1) Although my ex and I got married because I was pregnant and I know that was a bad idea, I still sometimes wonder if maybe I should have tried to work things out with him and stay with him. I do miss him in a weird kinda way. I think I miss him for my child's sake cause baby daddy has nothing to do with him.
2) I have cried every day for the past three days off and on simply cause I miss my sister in law. She thinks I was trying to do something triflin to her and that is not at all true. I love her way more than she will ever know and I would never do anything to hurt her. I just want her to talk to me so I can explain any misunderstanding.
3) I have started being the biggest bitch to my ex because he has done some really mean and hateful things to me lately. He told my current boyfriend that I was still fucking him (Not true). He also sent me a picture of his current fuck partner wearing a jersey I bought him for Christmas and all spread on his bed. I wasn't mad he was with someone else it just eerks me that he put her in the shirt I bought for him. Also he called my job and told my boss I was on drugs and that he needed to test me and fire me. He did all this because I would not answer the phone. So I started being a bitch. Secret is, I feel really bad about doing it cause its not who I am. However, that is the only way he is going to understand LEAVE ME THE FUCK ALONE.

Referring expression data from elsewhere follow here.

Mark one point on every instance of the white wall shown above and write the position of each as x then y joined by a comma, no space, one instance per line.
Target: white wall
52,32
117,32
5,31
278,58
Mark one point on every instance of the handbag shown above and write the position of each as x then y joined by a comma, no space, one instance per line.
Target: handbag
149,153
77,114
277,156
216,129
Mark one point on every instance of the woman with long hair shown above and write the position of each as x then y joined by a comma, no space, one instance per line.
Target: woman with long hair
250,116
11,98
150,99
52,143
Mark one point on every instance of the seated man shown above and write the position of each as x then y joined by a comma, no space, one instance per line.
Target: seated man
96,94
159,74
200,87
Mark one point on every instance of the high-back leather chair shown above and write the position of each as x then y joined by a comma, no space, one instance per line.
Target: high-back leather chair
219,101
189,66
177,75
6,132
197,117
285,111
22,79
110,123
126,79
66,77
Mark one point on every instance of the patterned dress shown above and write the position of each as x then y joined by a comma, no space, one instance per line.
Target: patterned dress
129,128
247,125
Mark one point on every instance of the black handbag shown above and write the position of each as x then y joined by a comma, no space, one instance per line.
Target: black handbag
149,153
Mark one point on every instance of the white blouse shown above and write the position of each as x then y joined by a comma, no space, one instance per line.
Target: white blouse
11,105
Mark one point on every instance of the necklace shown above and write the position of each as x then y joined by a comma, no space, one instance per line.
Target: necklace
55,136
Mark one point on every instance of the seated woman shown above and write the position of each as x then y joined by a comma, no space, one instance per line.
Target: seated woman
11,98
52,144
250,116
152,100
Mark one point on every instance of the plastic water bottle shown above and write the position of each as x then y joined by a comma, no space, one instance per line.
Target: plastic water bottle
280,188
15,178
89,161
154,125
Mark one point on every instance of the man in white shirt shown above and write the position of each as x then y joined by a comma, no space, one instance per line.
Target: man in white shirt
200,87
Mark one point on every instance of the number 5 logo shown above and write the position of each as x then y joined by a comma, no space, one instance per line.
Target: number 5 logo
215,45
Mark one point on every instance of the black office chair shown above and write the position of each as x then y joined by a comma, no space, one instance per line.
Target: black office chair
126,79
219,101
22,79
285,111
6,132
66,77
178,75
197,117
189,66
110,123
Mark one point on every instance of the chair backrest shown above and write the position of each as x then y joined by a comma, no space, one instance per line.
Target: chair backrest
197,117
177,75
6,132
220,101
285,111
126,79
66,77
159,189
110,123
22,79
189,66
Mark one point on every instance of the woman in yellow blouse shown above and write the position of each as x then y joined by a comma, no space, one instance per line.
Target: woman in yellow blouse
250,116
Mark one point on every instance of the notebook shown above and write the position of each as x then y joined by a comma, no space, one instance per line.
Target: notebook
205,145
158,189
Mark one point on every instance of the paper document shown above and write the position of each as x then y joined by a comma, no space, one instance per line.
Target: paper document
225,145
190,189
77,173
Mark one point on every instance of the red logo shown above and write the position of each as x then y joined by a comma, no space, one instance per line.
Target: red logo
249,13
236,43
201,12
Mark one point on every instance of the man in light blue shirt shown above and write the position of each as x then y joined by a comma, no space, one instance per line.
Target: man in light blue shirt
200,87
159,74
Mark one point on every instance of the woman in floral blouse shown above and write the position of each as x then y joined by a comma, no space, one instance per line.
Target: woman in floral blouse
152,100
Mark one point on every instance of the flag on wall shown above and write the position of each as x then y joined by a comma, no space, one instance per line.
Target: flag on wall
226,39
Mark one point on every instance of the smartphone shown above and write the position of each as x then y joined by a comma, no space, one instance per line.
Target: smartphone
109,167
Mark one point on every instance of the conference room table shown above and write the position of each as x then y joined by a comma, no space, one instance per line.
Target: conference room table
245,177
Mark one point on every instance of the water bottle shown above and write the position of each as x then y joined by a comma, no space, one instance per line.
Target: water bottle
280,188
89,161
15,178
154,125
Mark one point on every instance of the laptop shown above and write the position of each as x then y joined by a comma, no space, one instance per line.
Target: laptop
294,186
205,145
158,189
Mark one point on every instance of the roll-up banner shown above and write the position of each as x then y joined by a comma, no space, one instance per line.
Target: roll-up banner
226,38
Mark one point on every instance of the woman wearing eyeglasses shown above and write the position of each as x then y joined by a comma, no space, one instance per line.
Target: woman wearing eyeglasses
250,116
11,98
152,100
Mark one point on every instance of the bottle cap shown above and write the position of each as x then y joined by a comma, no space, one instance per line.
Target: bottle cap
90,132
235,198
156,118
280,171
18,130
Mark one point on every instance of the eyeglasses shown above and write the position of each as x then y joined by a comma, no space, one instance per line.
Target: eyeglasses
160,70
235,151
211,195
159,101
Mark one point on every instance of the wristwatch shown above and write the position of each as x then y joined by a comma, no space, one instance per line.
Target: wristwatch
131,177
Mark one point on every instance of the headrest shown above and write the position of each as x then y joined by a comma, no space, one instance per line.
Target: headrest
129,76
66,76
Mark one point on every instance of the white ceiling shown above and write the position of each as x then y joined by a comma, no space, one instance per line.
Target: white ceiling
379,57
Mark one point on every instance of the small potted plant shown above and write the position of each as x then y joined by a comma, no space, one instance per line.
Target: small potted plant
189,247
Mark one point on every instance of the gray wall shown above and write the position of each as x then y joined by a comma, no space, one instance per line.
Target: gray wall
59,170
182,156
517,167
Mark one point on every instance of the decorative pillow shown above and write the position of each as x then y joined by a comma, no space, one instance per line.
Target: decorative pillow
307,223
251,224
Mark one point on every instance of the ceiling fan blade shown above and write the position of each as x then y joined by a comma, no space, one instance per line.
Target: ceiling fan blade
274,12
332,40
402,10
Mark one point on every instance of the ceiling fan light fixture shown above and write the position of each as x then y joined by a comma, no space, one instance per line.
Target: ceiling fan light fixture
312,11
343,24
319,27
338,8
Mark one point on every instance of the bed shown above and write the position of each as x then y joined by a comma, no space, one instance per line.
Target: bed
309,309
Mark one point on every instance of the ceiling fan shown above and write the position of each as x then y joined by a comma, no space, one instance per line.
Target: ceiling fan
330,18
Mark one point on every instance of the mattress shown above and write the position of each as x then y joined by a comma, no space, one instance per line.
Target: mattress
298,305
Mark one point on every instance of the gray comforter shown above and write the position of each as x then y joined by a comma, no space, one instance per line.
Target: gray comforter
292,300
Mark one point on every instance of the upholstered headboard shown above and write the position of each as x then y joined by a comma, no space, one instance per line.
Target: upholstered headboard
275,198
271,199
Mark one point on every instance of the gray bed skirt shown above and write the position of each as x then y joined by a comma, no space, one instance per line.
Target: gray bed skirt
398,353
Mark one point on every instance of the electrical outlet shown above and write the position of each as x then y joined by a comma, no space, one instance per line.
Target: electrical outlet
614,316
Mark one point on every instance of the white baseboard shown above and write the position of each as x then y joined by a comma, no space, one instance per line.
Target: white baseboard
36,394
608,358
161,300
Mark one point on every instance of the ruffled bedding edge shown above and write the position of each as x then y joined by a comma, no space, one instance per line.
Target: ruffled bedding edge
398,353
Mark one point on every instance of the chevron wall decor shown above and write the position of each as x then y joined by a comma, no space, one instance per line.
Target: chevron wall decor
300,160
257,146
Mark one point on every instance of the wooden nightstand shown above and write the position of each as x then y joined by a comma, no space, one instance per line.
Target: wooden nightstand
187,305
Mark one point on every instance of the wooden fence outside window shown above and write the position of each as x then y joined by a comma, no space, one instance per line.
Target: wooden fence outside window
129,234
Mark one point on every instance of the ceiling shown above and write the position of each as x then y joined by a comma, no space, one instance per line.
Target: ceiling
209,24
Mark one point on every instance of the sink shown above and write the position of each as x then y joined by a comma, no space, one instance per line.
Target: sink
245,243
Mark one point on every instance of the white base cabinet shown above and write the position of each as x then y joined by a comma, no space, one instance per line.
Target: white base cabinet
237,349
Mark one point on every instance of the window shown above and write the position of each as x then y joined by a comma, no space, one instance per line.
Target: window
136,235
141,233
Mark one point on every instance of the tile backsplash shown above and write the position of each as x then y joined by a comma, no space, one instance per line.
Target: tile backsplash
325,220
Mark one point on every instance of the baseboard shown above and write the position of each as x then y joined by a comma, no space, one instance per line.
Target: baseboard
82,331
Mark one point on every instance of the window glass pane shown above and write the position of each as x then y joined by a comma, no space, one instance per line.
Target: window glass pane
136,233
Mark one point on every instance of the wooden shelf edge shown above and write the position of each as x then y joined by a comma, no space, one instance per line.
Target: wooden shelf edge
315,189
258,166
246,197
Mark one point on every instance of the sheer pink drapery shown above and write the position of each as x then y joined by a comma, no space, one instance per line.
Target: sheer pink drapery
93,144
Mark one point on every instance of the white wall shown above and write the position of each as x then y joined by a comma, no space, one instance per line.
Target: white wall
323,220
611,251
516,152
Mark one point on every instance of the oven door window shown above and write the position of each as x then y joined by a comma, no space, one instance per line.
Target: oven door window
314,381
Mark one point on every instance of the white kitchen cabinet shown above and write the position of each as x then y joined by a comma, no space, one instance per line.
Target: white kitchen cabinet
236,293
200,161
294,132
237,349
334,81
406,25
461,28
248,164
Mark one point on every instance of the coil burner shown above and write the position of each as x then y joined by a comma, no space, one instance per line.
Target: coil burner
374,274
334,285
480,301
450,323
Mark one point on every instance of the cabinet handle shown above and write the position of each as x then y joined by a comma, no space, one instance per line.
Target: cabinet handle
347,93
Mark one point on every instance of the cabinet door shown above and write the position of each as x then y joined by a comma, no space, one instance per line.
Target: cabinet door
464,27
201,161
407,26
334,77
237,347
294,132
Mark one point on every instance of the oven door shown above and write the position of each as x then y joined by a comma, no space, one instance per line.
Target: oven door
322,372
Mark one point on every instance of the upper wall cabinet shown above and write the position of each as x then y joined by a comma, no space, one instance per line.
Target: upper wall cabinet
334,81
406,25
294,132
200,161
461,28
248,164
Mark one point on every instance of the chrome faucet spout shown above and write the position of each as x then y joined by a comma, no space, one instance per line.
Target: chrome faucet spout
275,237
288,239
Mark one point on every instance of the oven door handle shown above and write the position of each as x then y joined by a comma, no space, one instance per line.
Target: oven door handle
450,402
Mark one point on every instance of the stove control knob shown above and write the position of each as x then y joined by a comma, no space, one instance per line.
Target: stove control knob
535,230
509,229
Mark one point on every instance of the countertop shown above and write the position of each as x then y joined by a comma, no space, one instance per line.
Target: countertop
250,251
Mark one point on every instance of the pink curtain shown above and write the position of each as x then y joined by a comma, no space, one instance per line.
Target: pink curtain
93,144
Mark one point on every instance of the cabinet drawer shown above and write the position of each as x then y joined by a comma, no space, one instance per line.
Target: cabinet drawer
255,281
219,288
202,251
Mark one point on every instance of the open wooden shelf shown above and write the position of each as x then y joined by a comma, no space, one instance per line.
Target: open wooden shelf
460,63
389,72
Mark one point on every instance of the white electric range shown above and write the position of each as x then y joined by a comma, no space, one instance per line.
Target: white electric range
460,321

4) I love my family with all my heart but for some reason I feel like so many of them are pulling away from me lately. Even my own dad is on my ass all the time. I just don't get it. My dad bitches at me about stuff that he knows nothing about. Today he was telling me that I needed to be nicer to my boyfriend. My dad doesn't have a clue how I treat him cause we don't go around him all that much. I called my boyfriend to ask him about it. He said "Baby if you treated me bad we would talk about it. You have been nothing but sweet to me." I was glad to hear that cause I knew it was true but wanted to hear it from him.
5) Although most people see me as hard I am very sensitive. I hate carrying my feelings on my shoulders. I cry alot when I know someone is upset with me or someone has hurt my feelings. No one ever sees this cause it's not very often I cry in front of people. I like to appear that nothing bothers me. I do a good job of it most of the time. Right now I am not doing so great.
P.S. Jennifer, I love you with all my heart, honey. I wish that you would call or talk to me somehow. Its really killing me that you aren't speaking to me. I wish that you would take the time to talk to me before you guys decide to pick up and move. I already miss you and you are still in the same town as me. I am so sorry for saying or doing anything to hurt you. It was never my intention. I am not that kind of person. I miss you very much. Please write or call me.